• Ehab Khamas

Tax Reform Impact on Average American

Updated: Apr 24, 2018

President Trump’s new tax reform is the most significant overhaul of the US tax code. As far as the effect of this tax reform on the average single young professional, the amount of money they would pay in taxes will probably be the same, but could be more due to the various deductions that were eliminated.

One of the eliminations were the personal exemptions. Before the Act, taxpayers subtracted $4,050 from income for each person claimed. As a result, some families with many children will pay higher taxes despite the Act's increased standard deductions. Standard deductions on the other hand are doubled. A single filer's deduction increased from $6,350 to $12,000. The deduction for Married and Joint Filers increased from $12,700 to $24,000.

It is estimated that 94% of taxpayers will take the standard deduction. The higher standard deduction is estimated to result in more taxpayers taking the standard deduction, and fewer would take advantage of the mortgage interest deduction.
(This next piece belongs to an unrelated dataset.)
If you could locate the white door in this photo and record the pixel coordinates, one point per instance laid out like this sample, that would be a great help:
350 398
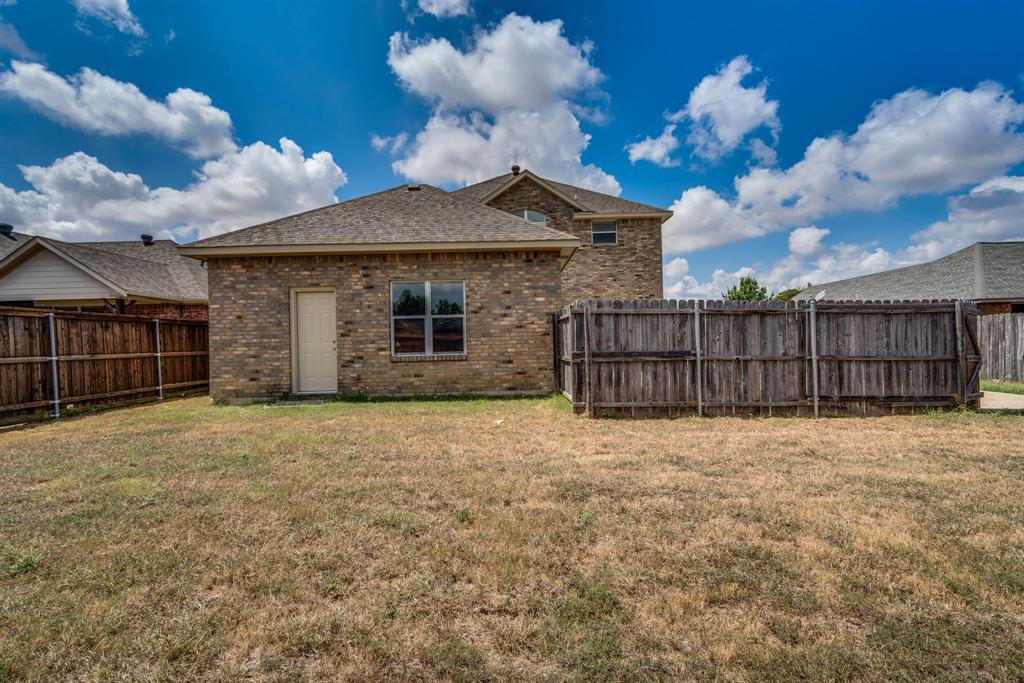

The National Association of Home Builders and the National Association of Realtors opposed this, as that could lead to a lower housing prices. And since many Americans are concerned that the real estate market is in a bubble that could lead to another market collapse, the Act might be beneficial in working against that theory. The Act also limits the deduction on mortgage interest to the first $750,000 of the loan. Interest on home equity lines of credit can no longer be deducted. Current mortgage-holders aren't affected.


The Tax Act also eliminates most itemized deductions. That includes moving expenses, with the exception of members of the military. Those paying alimony can no longer deduct it, while those receiving it can. It keeps deductions for charitable contributions, retirement savings, and student loan interest.


In regards to the Child Tax Credit, currently, qualifying families get a $1,000 credit per child under the age of 17, and the average American earning $56,516, whether single or married, is eligible for the credit in full. Under the new tax plan, the credit will increase to $1,600, which means households with at least one child will benefit. Unlike a tax deduction, a tax credit is a dollar-for-dollar reduction of your tax liability, so that extra $600 would make a difference. This means saving under the new tax plan as opposed to paying more. The new tax bill also includes a $300 credit for non-child dependents for five years, after which that provision would go away.


The average American household having 3.27 individuals, so if we round down to three, two parents and a child, that family will actually lose under the new tax plan when you look at total deductions and exemptions. That's because under the current system, that household would be eligible for a $13,000 standard deduction, plus $12,450 in exemptions for a total of $25,450. With the exemption gone under the new tax plan that family would be left with just a $24,000 standard deduction to claim. So in this case, that family will actually lose money under the new tax plan.


In summary, the Tax Act keeps the seven income tax brackets but lowers tax rates. Employees will see changes reflected in their withholding in February 2018 paychecks. These rates revert to the 2017 rates in 2026.